Captains bet on ODI revival
Kumar Sangakkara and Graeme Smith, the two captains who will open the Champions Trophy in Centurion, both believe the tournament will be crucial in directing the future of the ODI as a viable format in international cricket.
The issue has swiftly become the pre-tournament theme, amid increasing noise and disquiet about the format's health in the wake of Twenty20's prodigious rise. Both captains do believe, however, that this tournament - significantly, the first world championship in the format since the World Twenty20 in this country exactly two years ago - is ideally placed to provide ODIs with that boost.

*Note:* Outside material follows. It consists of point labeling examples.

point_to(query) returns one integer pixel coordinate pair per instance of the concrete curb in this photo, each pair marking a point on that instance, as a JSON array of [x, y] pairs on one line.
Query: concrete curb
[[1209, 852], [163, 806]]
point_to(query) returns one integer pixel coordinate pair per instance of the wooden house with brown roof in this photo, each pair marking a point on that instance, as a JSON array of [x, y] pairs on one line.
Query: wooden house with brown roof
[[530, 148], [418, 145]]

"The ICC put a lot of effort into this tournament," Smith said. "Ultimately it will be the cricket, how it is played, that will define whether this is a success or not. The good point is that it is short, to the point and can capture the imagination of fans around the world. That's the challenge ODIs have, with all the talk about moving domestic formats to 40 overs and all. This is a crucial period for the ODI game and how this competition is a success on the field is more important than anything else."
Recent ICC 50-over events have been heavily criticised, variously for being too lengthy, for having too many weak teams or for their unwieldy formats. This is the first 50-over tournament in over two years and the ICC believes that in the shorter, sharper format - only eight teams, 15 matches and two venues - lies a future path of ODI prosperity.

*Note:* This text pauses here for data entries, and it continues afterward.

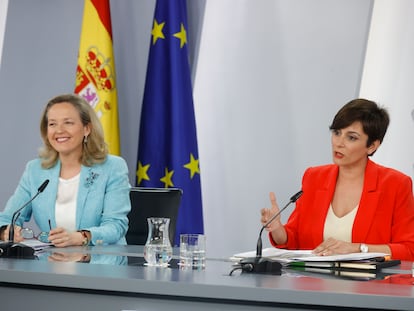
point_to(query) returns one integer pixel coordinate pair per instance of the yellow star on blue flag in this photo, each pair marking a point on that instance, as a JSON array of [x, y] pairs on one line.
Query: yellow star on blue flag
[[167, 148]]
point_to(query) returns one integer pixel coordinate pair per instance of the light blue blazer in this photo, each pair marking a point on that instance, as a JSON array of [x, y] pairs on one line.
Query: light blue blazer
[[102, 204]]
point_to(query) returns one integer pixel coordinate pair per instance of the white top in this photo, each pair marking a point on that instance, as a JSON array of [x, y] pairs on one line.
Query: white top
[[339, 228], [65, 208]]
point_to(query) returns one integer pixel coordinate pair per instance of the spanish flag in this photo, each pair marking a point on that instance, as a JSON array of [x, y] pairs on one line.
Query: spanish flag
[[95, 73]]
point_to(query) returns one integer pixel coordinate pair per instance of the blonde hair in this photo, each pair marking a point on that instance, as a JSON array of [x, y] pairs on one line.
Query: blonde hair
[[94, 150]]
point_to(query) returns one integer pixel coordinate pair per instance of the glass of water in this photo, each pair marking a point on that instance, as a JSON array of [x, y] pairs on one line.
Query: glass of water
[[193, 251]]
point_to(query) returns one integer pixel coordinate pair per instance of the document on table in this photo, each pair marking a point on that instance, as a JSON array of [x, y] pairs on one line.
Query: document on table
[[36, 244], [287, 256]]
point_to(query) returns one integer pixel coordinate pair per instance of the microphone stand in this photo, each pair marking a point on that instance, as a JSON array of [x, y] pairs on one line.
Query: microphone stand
[[261, 264], [10, 249]]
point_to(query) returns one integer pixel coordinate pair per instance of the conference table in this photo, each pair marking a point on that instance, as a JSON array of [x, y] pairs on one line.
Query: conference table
[[116, 278]]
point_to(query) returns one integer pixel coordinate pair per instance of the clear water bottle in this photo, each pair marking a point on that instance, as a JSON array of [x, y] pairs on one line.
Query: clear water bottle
[[158, 249]]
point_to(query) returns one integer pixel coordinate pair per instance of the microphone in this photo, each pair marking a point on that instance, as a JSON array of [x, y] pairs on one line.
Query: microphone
[[18, 250], [259, 264]]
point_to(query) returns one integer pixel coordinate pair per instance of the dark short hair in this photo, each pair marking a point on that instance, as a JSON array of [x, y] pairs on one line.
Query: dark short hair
[[374, 119]]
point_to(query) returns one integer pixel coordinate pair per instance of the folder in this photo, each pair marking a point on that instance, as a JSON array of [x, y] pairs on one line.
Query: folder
[[371, 265], [359, 275]]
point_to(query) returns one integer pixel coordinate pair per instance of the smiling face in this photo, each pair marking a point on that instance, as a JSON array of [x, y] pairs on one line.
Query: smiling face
[[349, 146], [65, 131]]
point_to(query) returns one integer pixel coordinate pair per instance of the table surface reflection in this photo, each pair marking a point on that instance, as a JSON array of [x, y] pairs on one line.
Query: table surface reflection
[[121, 269]]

"It's an important step," said Sangakkara. "In the 2007 World Cup the cricket was great, but lots of people thought it was way too long, had too many teams and days between games. The true test of ODI is in big tournaments like this, the appeal to fans and players and how much money TV networks make from it. South Africa is a wonderful place to play and I think it will be a good tournament."

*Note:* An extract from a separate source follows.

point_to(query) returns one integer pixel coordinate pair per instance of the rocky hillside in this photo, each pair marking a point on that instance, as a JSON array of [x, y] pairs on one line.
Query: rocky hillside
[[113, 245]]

Getting the balance right between the three formats, Sangakkara believed, will be the key, something the ICC has advised members to bear in mind as the new FTP is hammered out "Everything should exist in harmony and balance," he said. "We've got to find a solution, players, administrators and the public, where attention and import should be given to each format. Cricket started with Tests so we've got to maintain and protect its primacy but also ensure that the cash flows in and the fans have something to look at and enjoy."